Here we go. The 5 new rules of digital crisis management:

Rule #1: Content is still king. The first thing you need to do when mean bloggers attack your Twitter page or Facebook wall with negativity, is hire someone to help you develop a content strategy. This is key. Without a content strategy, you cannot hope to respond to criticism on the web. Don’t take my word for it, though. Ask anybody!

More good advice from the pros: The slower your response, the more likely it is that your PR problems will go away on their own, so no need to hurry. Take your time.

Rule #2: Embrace transparency. If you don’t know what that means, I suggest asking your content strategist to recommend a transparency strategist immediately. A certified transparency strategist will help you make sure that your content strategy is transparent enough to effectively get rid of those pesky bloggers through conversation and engagement.

Rule #3: Engage! This means making sure that your content actually gets published in a transparent way, especially on the twitternets and Facebooks. You could hire an engagement strategist, but in case your budget is starting to feel a little strained, ask your content strategist if they can help you execute on their content strategy. You know, like stringing 140-character responses together for you. A good content strategist should already have a crap-load of canned strategized responses for you that worked for their other big-name clients. See if they’ll sell you that gold mine of content. If you still have the budget for it, see if they can’t recommend a conversation strategist as well. Those can come in pretty handy.

As a bonus, try to score some of their “viral” engagement content and add THAT to your content strategy. If you can make your engagement viral, you’re assured a Social Media win, especially in the middle of a crisis.

Here is a little tip that all Social Media gurus know. You should know it too: Know the Social Media vocabulary, and you are 90% there. (Shhh. Don’t tell anybody.) Get you some of that viral content asap!

Rule #4: Autheticity is your heart. Rip it out of your chest and show them! Let those angry Social Media bullies know that you are authentic! How? By telling people how authentic you are. Examples of this in Twitter sentences:

We are an authentic brand. Would you like to become a brand ambassador today?

Our responses are as authentic as we are. Read all about our authenticity strategy here.
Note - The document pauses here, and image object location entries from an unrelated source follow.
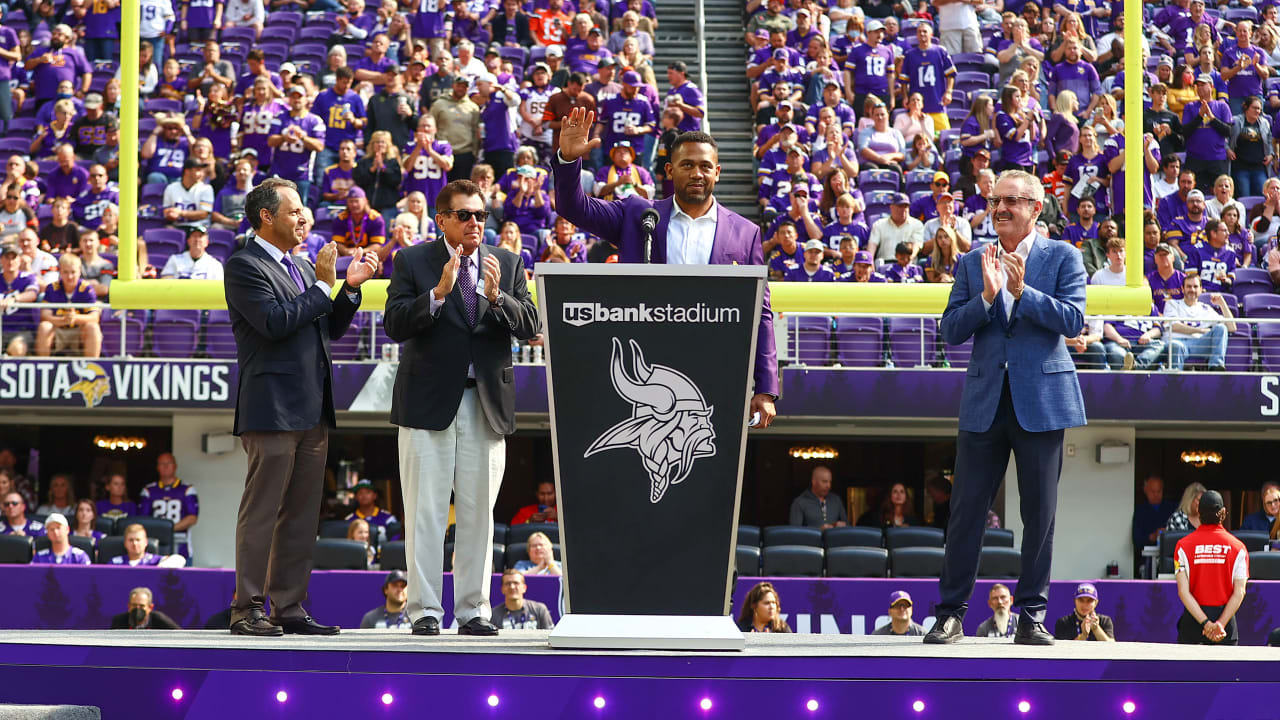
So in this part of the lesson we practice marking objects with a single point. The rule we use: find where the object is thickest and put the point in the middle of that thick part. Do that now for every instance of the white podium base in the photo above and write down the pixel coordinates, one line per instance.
(647, 632)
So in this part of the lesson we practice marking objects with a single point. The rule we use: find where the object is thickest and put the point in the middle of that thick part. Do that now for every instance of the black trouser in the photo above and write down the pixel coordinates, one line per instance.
(1189, 632)
(981, 464)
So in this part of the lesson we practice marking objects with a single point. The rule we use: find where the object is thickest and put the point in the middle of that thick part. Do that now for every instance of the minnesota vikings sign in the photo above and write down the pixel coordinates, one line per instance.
(670, 423)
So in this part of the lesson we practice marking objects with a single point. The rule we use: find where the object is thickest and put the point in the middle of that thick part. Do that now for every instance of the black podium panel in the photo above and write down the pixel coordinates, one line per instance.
(648, 372)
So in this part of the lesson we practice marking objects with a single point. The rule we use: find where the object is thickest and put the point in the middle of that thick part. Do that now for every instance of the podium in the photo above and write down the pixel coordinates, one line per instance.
(649, 377)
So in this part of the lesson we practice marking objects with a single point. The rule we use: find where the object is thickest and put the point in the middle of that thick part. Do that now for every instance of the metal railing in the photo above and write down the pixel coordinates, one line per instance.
(913, 341)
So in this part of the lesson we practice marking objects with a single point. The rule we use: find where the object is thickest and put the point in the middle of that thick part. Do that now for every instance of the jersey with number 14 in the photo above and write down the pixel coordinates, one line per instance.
(424, 174)
(926, 72)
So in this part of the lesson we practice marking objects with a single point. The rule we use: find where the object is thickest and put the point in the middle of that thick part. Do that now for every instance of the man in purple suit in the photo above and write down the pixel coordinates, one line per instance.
(693, 227)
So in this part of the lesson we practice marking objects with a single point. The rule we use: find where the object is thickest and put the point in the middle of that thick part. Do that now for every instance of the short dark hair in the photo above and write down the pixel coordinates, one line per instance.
(694, 136)
(464, 187)
(265, 196)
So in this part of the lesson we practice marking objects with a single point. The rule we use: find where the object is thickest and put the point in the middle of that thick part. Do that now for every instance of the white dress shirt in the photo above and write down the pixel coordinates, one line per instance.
(1024, 250)
(689, 240)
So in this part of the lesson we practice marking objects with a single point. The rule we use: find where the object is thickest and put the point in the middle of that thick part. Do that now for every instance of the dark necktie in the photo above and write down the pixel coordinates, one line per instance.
(293, 273)
(469, 290)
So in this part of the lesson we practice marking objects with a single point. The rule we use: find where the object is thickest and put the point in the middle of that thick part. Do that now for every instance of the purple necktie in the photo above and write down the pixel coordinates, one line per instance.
(293, 273)
(469, 290)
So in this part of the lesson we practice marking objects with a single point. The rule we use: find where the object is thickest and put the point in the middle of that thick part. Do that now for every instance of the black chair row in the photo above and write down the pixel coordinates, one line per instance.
(855, 536)
(342, 554)
(19, 550)
(502, 533)
(1255, 541)
(850, 561)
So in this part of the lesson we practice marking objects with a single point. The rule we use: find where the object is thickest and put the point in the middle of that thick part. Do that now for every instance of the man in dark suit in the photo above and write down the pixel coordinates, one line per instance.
(1016, 299)
(283, 319)
(691, 229)
(455, 305)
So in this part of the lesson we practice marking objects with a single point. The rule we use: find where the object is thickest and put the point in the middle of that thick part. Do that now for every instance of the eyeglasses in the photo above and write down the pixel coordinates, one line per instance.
(1011, 200)
(466, 215)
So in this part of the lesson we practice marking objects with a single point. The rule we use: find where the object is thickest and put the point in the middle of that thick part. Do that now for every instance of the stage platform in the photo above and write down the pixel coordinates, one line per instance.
(376, 673)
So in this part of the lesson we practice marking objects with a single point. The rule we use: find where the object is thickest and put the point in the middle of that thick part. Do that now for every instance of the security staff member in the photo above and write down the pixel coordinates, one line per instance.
(1212, 568)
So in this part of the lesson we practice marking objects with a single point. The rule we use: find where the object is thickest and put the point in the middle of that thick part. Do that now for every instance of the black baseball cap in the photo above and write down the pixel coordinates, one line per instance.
(1210, 505)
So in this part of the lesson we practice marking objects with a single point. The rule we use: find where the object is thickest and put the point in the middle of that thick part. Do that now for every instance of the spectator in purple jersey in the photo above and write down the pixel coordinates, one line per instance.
(904, 269)
(67, 328)
(1073, 73)
(167, 147)
(16, 522)
(172, 499)
(426, 163)
(85, 522)
(60, 550)
(1165, 282)
(56, 132)
(296, 137)
(1214, 260)
(812, 269)
(1019, 130)
(1206, 123)
(117, 502)
(67, 180)
(686, 96)
(497, 105)
(55, 60)
(928, 69)
(369, 511)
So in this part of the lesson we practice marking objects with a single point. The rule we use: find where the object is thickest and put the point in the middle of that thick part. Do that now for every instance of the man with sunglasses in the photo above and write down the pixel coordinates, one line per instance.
(1016, 297)
(455, 305)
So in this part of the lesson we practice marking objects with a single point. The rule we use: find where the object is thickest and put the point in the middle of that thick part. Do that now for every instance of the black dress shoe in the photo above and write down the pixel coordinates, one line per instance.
(426, 627)
(478, 627)
(256, 624)
(946, 630)
(307, 627)
(1031, 632)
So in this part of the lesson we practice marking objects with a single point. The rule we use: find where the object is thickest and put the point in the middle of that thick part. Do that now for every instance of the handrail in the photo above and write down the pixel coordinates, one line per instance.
(699, 27)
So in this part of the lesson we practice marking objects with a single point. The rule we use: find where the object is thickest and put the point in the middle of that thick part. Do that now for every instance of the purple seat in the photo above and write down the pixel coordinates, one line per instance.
(219, 338)
(174, 333)
(812, 345)
(912, 341)
(859, 342)
(133, 332)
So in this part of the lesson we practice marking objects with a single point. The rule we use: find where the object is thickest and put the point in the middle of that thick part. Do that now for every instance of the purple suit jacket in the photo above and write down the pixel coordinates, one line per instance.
(737, 241)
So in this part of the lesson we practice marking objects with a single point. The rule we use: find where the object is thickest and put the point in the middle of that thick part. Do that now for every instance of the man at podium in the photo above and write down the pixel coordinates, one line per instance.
(691, 228)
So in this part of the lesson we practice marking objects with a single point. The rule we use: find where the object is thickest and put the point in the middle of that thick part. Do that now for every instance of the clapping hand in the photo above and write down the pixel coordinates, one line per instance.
(364, 265)
(576, 135)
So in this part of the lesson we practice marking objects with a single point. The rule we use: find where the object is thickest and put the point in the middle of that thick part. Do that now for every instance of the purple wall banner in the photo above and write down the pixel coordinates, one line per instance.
(1217, 397)
(67, 597)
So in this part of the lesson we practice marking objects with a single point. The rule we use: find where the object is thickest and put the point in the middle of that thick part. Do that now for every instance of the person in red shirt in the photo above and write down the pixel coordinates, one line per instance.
(543, 510)
(1212, 569)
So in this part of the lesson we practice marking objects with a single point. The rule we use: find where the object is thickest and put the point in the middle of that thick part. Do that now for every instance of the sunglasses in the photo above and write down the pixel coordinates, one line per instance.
(466, 215)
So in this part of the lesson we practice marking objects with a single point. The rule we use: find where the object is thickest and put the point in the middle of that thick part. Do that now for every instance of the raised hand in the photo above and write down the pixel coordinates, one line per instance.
(448, 276)
(364, 265)
(492, 276)
(991, 273)
(576, 135)
(327, 264)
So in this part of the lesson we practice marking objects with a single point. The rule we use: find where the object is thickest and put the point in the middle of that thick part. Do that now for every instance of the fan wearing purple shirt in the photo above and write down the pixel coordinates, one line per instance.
(55, 60)
(173, 500)
(296, 137)
(1206, 124)
(167, 149)
(928, 69)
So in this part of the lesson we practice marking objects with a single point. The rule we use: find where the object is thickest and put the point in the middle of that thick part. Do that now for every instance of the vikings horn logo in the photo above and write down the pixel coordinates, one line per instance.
(670, 423)
(92, 386)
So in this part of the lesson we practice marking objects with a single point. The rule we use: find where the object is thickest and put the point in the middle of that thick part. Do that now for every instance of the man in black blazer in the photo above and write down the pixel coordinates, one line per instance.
(455, 305)
(283, 319)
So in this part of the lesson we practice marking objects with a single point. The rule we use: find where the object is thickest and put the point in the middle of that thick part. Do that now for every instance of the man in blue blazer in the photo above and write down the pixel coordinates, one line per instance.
(693, 228)
(1016, 299)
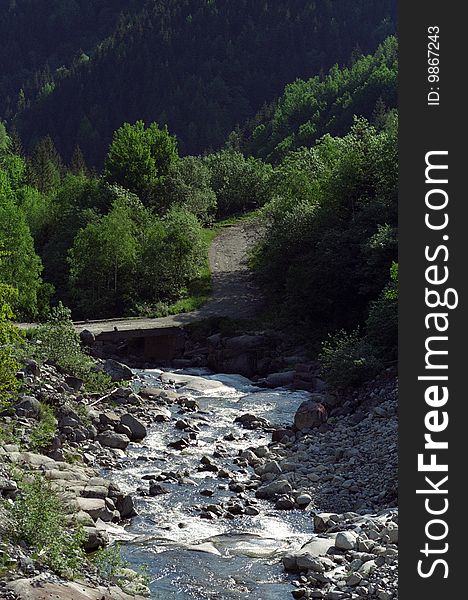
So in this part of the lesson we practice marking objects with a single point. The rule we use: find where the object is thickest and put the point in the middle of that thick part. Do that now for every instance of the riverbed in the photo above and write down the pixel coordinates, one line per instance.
(189, 557)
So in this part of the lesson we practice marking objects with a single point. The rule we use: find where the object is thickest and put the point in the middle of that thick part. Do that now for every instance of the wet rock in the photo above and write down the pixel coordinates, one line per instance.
(87, 337)
(179, 444)
(346, 540)
(284, 503)
(111, 439)
(126, 507)
(137, 429)
(279, 487)
(280, 379)
(156, 489)
(310, 414)
(75, 383)
(281, 434)
(96, 538)
(28, 407)
(117, 371)
(250, 421)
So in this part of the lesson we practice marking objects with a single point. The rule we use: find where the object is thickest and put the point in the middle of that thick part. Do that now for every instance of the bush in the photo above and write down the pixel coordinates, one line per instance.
(10, 338)
(58, 341)
(240, 184)
(38, 519)
(348, 359)
(382, 322)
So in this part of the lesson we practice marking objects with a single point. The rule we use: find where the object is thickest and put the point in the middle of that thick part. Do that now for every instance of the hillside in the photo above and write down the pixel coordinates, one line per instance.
(188, 63)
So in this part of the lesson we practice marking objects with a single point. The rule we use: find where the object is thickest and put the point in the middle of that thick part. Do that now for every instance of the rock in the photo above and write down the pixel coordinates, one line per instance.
(109, 419)
(307, 562)
(87, 337)
(280, 379)
(284, 503)
(346, 540)
(74, 382)
(279, 487)
(303, 500)
(117, 371)
(251, 511)
(250, 421)
(161, 415)
(156, 489)
(179, 444)
(48, 586)
(111, 439)
(95, 507)
(28, 407)
(96, 538)
(310, 414)
(272, 467)
(32, 367)
(126, 507)
(137, 429)
(280, 434)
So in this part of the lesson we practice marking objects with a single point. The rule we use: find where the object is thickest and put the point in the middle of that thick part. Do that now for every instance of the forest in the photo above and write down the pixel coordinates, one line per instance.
(133, 238)
(217, 62)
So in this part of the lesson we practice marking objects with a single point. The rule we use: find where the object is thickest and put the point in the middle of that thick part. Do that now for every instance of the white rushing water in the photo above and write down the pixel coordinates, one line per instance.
(193, 558)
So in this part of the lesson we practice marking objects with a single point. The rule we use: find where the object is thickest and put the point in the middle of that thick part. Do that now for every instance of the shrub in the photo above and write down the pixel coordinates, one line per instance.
(58, 341)
(38, 519)
(348, 359)
(10, 337)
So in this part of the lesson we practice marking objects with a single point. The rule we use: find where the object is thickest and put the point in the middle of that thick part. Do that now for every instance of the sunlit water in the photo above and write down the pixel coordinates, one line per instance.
(244, 558)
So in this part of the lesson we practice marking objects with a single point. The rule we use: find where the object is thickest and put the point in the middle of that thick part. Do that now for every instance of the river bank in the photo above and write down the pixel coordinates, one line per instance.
(225, 453)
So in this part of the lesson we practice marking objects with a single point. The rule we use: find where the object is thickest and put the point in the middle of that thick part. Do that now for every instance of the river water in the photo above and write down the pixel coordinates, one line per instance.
(188, 557)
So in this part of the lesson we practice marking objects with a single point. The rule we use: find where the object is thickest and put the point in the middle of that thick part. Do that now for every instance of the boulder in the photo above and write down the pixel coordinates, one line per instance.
(111, 439)
(282, 434)
(136, 427)
(126, 507)
(279, 487)
(96, 538)
(117, 371)
(280, 379)
(346, 540)
(87, 337)
(28, 407)
(310, 414)
(74, 382)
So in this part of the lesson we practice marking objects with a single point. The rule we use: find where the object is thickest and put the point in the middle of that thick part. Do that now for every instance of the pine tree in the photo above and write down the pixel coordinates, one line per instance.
(78, 163)
(45, 166)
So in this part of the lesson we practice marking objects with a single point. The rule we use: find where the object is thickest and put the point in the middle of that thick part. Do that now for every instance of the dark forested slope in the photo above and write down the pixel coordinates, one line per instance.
(201, 66)
(41, 39)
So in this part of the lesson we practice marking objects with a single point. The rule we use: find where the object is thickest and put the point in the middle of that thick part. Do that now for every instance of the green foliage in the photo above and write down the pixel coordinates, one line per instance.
(58, 341)
(188, 185)
(139, 159)
(43, 432)
(323, 256)
(10, 339)
(103, 260)
(326, 104)
(348, 359)
(45, 166)
(19, 264)
(240, 184)
(200, 67)
(38, 518)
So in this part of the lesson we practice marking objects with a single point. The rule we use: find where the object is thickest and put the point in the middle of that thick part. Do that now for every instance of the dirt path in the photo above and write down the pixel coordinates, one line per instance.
(234, 293)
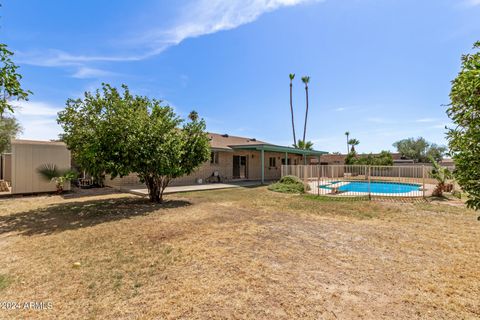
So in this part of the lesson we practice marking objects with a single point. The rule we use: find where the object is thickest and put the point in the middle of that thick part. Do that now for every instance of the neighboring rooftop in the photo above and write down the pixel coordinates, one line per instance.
(39, 142)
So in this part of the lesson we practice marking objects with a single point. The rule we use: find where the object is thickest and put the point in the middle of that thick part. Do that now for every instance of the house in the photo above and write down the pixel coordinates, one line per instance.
(18, 169)
(237, 158)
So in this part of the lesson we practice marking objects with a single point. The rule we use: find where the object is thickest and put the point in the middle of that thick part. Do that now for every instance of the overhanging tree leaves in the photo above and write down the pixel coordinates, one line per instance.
(10, 88)
(118, 134)
(464, 139)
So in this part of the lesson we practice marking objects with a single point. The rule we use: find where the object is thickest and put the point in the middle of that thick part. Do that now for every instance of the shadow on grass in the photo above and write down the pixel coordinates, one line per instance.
(81, 214)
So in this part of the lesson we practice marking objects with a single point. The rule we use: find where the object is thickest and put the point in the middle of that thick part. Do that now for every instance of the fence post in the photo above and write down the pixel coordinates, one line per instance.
(369, 191)
(423, 180)
(305, 173)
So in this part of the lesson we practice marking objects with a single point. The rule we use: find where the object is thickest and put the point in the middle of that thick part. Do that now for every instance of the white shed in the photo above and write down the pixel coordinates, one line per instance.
(20, 166)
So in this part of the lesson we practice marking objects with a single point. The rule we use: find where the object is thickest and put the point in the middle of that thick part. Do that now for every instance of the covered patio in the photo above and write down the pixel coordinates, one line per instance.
(262, 148)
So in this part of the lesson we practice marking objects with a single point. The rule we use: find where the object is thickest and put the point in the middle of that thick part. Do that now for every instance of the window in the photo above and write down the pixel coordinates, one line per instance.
(214, 157)
(272, 162)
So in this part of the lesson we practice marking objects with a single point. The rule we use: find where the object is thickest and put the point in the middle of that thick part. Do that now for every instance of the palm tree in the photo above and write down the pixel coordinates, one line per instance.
(305, 80)
(304, 145)
(442, 175)
(292, 76)
(353, 143)
(347, 133)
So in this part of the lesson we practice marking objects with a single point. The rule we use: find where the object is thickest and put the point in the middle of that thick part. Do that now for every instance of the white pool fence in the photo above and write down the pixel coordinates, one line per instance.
(364, 180)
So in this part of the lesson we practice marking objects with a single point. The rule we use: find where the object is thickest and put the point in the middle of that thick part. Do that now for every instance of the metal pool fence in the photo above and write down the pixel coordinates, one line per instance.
(365, 181)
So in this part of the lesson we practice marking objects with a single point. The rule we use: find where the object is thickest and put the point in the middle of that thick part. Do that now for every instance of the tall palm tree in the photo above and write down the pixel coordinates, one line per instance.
(305, 80)
(308, 145)
(292, 76)
(347, 133)
(353, 143)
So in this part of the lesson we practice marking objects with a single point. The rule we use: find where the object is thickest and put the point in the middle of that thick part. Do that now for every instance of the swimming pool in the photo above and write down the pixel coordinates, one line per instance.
(372, 187)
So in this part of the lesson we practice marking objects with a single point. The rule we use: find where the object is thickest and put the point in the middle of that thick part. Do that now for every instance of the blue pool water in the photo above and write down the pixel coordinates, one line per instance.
(376, 187)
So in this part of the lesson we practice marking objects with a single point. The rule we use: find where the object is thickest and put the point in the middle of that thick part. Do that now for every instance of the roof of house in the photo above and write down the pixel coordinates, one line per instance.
(225, 142)
(38, 142)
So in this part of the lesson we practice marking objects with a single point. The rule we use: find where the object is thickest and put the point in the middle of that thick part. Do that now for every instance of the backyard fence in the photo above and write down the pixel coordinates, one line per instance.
(365, 181)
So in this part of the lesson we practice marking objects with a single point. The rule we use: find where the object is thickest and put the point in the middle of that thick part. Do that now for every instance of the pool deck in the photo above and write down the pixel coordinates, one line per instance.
(315, 188)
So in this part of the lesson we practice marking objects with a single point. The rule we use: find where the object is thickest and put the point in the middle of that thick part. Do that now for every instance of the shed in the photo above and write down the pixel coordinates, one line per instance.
(20, 166)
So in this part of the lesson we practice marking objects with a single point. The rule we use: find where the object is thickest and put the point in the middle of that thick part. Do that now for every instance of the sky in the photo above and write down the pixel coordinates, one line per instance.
(380, 69)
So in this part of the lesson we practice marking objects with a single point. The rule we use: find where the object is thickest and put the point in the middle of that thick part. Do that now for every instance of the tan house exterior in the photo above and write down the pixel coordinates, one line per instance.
(236, 158)
(19, 168)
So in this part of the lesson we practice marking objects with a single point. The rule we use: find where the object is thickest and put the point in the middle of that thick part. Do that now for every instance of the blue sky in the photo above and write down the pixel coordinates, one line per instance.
(380, 69)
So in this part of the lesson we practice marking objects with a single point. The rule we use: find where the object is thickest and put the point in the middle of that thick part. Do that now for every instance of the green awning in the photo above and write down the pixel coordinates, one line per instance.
(274, 148)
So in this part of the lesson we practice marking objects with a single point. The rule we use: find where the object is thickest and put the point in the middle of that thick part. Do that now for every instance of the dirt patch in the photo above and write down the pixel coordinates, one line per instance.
(243, 253)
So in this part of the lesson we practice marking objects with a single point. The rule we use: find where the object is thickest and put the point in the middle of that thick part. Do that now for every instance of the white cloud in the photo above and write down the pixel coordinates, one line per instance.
(378, 120)
(38, 119)
(34, 108)
(426, 120)
(196, 19)
(87, 73)
(473, 2)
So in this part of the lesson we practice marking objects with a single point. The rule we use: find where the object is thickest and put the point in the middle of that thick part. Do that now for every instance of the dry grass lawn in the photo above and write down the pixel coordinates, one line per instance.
(243, 253)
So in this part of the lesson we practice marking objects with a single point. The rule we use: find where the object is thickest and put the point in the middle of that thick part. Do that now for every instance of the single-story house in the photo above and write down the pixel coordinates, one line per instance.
(237, 158)
(18, 169)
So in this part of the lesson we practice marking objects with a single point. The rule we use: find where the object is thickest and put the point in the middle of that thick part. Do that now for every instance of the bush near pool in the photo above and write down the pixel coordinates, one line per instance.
(289, 184)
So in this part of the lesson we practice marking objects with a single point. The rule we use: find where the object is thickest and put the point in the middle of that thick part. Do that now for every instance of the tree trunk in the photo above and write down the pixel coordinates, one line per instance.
(306, 114)
(438, 192)
(291, 111)
(156, 186)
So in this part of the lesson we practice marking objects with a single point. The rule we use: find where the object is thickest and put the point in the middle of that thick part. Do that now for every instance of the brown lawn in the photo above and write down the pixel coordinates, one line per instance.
(243, 253)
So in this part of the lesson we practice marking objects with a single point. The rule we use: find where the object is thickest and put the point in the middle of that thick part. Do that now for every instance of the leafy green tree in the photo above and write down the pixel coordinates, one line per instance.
(384, 158)
(118, 134)
(304, 145)
(10, 87)
(464, 139)
(420, 150)
(9, 128)
(353, 143)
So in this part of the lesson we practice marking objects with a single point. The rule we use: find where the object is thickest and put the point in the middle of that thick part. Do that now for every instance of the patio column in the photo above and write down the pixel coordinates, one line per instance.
(263, 164)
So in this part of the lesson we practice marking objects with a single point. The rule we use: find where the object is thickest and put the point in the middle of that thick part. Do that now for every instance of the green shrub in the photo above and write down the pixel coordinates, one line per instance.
(289, 184)
(291, 180)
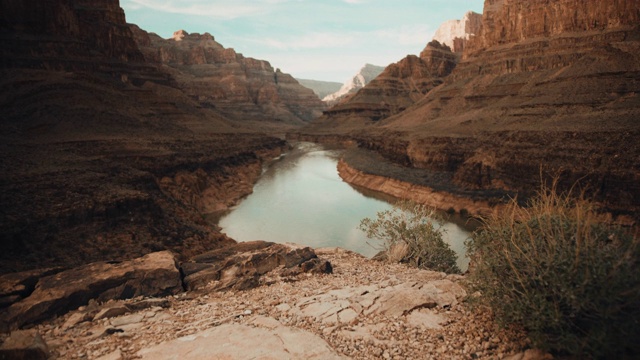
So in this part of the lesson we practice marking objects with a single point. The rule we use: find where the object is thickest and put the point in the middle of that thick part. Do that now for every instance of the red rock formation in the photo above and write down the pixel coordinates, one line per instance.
(547, 86)
(89, 131)
(242, 88)
(66, 34)
(397, 87)
(456, 33)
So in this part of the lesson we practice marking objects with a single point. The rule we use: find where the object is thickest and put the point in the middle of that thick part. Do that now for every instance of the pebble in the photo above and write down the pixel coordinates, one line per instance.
(465, 335)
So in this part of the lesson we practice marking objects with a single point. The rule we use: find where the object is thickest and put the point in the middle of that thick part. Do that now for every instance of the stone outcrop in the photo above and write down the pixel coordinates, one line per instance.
(244, 89)
(229, 341)
(104, 156)
(24, 345)
(240, 266)
(367, 73)
(152, 275)
(321, 88)
(51, 292)
(398, 87)
(456, 33)
(546, 89)
(365, 309)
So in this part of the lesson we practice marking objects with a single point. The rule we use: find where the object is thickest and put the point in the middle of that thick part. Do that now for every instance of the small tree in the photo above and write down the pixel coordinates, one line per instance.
(412, 233)
(571, 282)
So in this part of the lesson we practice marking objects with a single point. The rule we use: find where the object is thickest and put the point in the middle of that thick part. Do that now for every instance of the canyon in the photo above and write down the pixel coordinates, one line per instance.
(105, 155)
(364, 76)
(243, 89)
(116, 144)
(546, 89)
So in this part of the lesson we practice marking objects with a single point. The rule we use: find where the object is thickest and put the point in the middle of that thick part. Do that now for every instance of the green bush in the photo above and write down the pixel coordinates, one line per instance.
(412, 233)
(571, 282)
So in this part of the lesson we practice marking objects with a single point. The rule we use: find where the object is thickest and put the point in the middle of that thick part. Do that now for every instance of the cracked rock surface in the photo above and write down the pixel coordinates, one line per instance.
(364, 310)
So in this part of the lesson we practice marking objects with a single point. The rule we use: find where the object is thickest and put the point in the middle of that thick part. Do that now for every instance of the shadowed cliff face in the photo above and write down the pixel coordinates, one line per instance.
(104, 157)
(244, 89)
(547, 87)
(395, 89)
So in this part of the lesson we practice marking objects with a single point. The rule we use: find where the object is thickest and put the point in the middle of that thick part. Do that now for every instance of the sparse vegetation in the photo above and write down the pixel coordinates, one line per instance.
(567, 279)
(412, 233)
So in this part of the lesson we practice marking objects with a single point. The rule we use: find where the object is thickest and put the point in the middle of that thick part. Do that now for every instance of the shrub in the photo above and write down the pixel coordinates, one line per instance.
(552, 269)
(412, 233)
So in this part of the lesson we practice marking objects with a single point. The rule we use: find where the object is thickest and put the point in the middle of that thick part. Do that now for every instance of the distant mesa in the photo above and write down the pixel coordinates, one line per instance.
(241, 88)
(179, 35)
(357, 82)
(456, 33)
(321, 88)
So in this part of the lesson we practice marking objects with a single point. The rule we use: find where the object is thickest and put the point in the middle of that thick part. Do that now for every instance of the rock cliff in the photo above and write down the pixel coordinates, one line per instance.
(321, 88)
(395, 89)
(241, 88)
(102, 153)
(456, 33)
(357, 82)
(547, 87)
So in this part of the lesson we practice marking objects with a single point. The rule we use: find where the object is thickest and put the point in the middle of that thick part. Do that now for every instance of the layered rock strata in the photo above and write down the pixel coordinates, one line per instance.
(364, 310)
(366, 74)
(546, 89)
(238, 267)
(242, 88)
(456, 33)
(396, 88)
(104, 157)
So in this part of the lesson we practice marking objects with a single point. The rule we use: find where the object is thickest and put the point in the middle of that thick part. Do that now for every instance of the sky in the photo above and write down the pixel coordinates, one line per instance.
(327, 40)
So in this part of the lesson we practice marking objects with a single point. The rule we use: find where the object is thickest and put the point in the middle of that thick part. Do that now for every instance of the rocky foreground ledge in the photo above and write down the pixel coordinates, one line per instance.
(364, 309)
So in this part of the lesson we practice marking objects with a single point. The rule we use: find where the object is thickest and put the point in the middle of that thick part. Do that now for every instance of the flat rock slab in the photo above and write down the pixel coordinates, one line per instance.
(155, 274)
(345, 305)
(236, 341)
Our content strategy is to be authentic when we engage with our fans through authentic conversations.

See? Easy. (Now you try!)

Why the need for authenticity? Because many independent marketing studies have shown that the more authentic a brand is, the more Word-Of-Mouth it will generate on the interwebs, and that’s how you judge success. (Mentions are everything.) There is no such thing as bad publicity, right?

Rule #5: Be positive! Focus on the mentions. When reporting to the brass (or the client) on their Social Media metrics for the month, be sure to show them how many mentions they got while people were firebombing their Social Media accounts. Also be sure to take credit for the surge in mentions, so they will know how well your Social Media strategy is working out for them. FTW!

Don’t be fooled though. Only entrust your digital crisis response strategy to either certified social media consultants, the advertising agency that designed your twitter page’s cool graphics, or people whose business cards state clearly that they are either conversation, engagement, or content strategists. Or okay, maybe the intern, but only you have changed their title to “(insert word here) strategist.”  Like… Crisis Response Strategist, or Social Media Crisis Management Strategist. Something like that. Make it catchy so they can put it on their resume.

Wow. You know what? This blogging thing is a lot easier now that I don’t need to worry about things like… oh, integrity, logic or reason. Extra bonus: My posts are short now. Everyone should like that!

Isn’t this much better than when I was overly analytical and “critical” of everything?